Tollington Road is a songwriter/producer duo based near London. The band consists of Dr. B who comes up with song concepts, lyrics, melodies and also sings lead vocal and James Welch who contributes additional music, instruments, studio production and vocals as well. The group’s sound is a blend of alternative and indie with classic hard rock thrown in for good measure. Their style of playing can be attributed to such rock legends as Led Zeppelin and Aerosmith, to more recent bands like The Killers, Foo Fighters and Primal Scream. Their debut EP Fly! Is a project 25 years in the making. Starting from Dr. B’s early lyrical ideas – handwritten on scraps of paper in the early ‘90s – which found their way to James’ ideas of musical reality starting in 2012. This debut is the first in a planned series of “mini-albums.”

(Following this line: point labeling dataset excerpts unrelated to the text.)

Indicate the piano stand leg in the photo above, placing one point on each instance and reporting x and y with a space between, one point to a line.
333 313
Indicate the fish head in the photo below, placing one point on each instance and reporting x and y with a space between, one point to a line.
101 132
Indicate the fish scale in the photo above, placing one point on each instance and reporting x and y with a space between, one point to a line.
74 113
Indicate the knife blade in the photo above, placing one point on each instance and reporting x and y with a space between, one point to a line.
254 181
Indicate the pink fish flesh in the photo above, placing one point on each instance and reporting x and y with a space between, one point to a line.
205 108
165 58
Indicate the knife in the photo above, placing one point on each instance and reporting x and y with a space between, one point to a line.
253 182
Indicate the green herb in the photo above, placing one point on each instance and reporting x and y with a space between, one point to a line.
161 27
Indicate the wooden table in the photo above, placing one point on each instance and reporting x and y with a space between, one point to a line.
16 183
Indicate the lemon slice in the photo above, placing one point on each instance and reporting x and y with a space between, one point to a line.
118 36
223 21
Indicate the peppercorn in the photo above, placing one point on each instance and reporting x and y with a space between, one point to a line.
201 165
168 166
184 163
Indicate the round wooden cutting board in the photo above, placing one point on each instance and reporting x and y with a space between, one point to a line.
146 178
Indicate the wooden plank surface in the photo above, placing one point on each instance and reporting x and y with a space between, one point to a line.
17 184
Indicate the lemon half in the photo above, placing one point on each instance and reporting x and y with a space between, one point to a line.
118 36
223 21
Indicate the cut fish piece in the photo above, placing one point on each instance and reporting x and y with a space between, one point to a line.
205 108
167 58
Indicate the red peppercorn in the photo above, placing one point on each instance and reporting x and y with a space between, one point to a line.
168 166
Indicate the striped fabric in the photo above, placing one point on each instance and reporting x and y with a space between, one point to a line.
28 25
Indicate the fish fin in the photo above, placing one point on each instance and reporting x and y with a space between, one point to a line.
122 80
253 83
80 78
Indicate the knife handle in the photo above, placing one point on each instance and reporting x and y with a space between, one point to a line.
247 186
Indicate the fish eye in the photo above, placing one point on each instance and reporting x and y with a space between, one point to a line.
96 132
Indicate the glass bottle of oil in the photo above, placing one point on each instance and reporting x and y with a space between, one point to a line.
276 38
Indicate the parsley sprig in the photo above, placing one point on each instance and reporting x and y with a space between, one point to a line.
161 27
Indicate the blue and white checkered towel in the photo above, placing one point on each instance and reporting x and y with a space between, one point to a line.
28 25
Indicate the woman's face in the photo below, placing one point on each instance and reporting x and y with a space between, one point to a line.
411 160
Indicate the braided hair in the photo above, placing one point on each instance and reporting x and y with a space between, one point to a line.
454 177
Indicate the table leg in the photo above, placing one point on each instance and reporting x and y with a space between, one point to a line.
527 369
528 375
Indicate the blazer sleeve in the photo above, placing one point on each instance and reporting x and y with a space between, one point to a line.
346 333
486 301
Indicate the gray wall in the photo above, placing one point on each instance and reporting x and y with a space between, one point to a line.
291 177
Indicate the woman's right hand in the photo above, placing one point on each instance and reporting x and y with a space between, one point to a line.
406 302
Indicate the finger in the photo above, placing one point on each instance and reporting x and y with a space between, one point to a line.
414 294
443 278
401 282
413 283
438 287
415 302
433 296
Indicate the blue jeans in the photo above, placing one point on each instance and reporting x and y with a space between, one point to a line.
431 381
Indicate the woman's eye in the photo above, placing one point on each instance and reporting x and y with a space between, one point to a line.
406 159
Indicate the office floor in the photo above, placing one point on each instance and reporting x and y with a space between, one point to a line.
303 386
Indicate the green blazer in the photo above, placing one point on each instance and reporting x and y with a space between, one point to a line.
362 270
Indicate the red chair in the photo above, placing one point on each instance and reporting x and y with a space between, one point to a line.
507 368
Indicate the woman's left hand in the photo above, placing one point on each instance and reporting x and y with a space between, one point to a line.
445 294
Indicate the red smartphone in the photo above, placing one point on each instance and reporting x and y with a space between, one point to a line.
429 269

The duo describes “More” as a “call to escape the shackles and relentless slog of work and commuting to re-find life and purpose.” The lyrics are humorous and tongue-in-cheek: “I don’t want to be a stereotype / I want to believe in my own hype / It’s time to take a stand / As the singer in a rock and roll band.” The guitar riffs are catchy as are the melodious and strong back up singing courtesy of Pip Williams. The drum beat and bass lines to “Slave” reminded me of Aerosmith’s “Love in an Elevator” so yeah, already I liked this one. But what I liked even better were the guitar riffs. The lyrics express that music is all about the groove, the dancing and the rhythm.
“Friday” features Pip Williams and Thir13een Beatz on vocals. What threw me for a loop were the synths and the techno-dance style – this one is a definite, pump-you-up-before-you-go-clubbing kind of song. My favorite line was – “Get down!” – something I don’t hear too often these days. “Beauty” has a slower groove and its overall style is a stadium-rock n’ roll anthem. The band describes “Phoenix” as “epic” – a slow-building, seven-and-a-half-minute rock opus – a reflection on lost love and the need to move on. The vocal harmonies are gorgeous on this one as is the great moments of guitar grooves. Quieter parts along with louder crescendos kept this song moving well. The words suggest a call to the “Phoenix” inside of us all – that, despite the ‘should ofs’ and ‘could ofs’ – each new day we are born again and given a second chance to right the wrongs and make a brand-new start.
The aptly titled “The End” begins with an infectious drum and guitar rhythm and keeps it going pretty much throughout the song. The style is a straightforward rocker with inspiriting lyrics – “I know that we can take it / I’m never gonna break it / I know that we will make it / Ooh, yeah in the end.” I think what I liked best about this band, at least on their debut, was that they took chances mixing up styles of rock, techno, dance and alternative. And, adding additional musicians and singers to their fold made for a strong start.